C'est l'édition de 1766 qui est reproduite ci-dessous ; elle porte le titre abrégé Chanson pour porter la Santé du Vén. M. &c.

Dans l'édition de 1787, le titre est devenu, sans abréviations, pour porter la santé du Vénérable Maître, &c. et, au 2e vers du 1er couplet, le Vénérable est remplacé par le Respectable. A part cela, le texte est le même, mais la partition a été regravée pour tenir sur une page.

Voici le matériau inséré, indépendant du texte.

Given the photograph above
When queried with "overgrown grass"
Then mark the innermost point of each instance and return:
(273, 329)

Chose curieuse, dans l'édition intermédiaire, celle de 1775, le dernier couplet, Pour la Santé des Surveillans & Officiers, ne figure plus dans cette chanson, mais il a été déplacé à la p. 483. Il reviendra dans l'édition 1787, mais tout en restant à la p. 483, si bien que finalement il figure deux fois dans cette édition 1787 !

En outre, dans cette édition 1775, la chanson s'intitule cette fois Chanson pour porter la santé du Respectable, ou d'un Vénérable Maître (au 2e vers du 1er couplet, cette alternative est même explicitement mise en évidence : les deux mots sont l'un au-dessus de l'autre, avec une accolade). La partition est encore (avec de minimes différences) dans une gravure différente de l'antérieure et de la postérieure, mais reste sur 2 pages.

On remarquera aussi qu'ici tous les vers sont ramenés à 8 pieds (Qu'un Vivat trois fois répété remplace Qu'un rouge bord & trois fois répété).

Chanson

 

Pour porter la santé du Vén. M. &c.

 

 

Unissons-nous à cette Table,
Pour célébrer le
Vénérable,
Qu'un Vivat trois fois répété,
Marque nos voeux pour sa santé.
Quelle santé pourrions-nous boire,
Qui fût plus chère à notre coeur ?
La Vertu fait toute sa gloire,
Et l'Amitié tout son bonheur.

 

 

 

Réponse du Maître

Pour répondre à vos vœux sinceres
Je bois à vous, mes très chers Frères ;
Puissent les plaisirs les plus doux,
Régner constamment parmi nous !
Que la vertu, toujours aimable,
Forme l’objet de nos désirs,
Que l’Amitié la plus durable,
Fasse à jamais tous nos plaisirs !

 

AUTRE par le Frère de VIGNOLES

Qui ne chérirait la tendresse,
Qui n'estimerait la sagesse,
Comme la source du bonheur,
Dès qu'on les puise en votre coeur ?
Par vos exemples, la première
Saura toujours se maintenir ;
Et la gloire de la dernière
Ne pourra jamais se ternir.

 

Pour la Santé des Surveillans & Officiers.

Surveillans, Ancien Vénérable,
Et de nos Frères cercle aimable,
Si je reconnois la valeur
De vos voeux pour mon vrai bonheur,
La même ardeur guide mon ame,
Et la même sincérité ;
Connoissez au feu qui m'enflamme
Mes désirs pour votre santé.

Une parodie de cette chanson figure dans les recueils dits de Jérusalem. Le premier couplet y est, hormis les 2 premiers vers, très semblable, et la couplet Réponse du Maître presque identique. 

C'est la version de la Lire qui sera reprise (pp. 403-4) au chansonnier de Holtrop, mais sans le troisième couplet (celui de Vignoles) et avec le titre A la santé du Vénérable et des Officiers. On le trouve aussi (p. 299) à la Muse de 1806, ainsi que (p. 74) à un autre chansonnier (Vrijmetselaars gezangen, chansons de francs-maçons) anonyme paru aux Pays-Bas et daté par Google (peut-être abusivement) de 1816.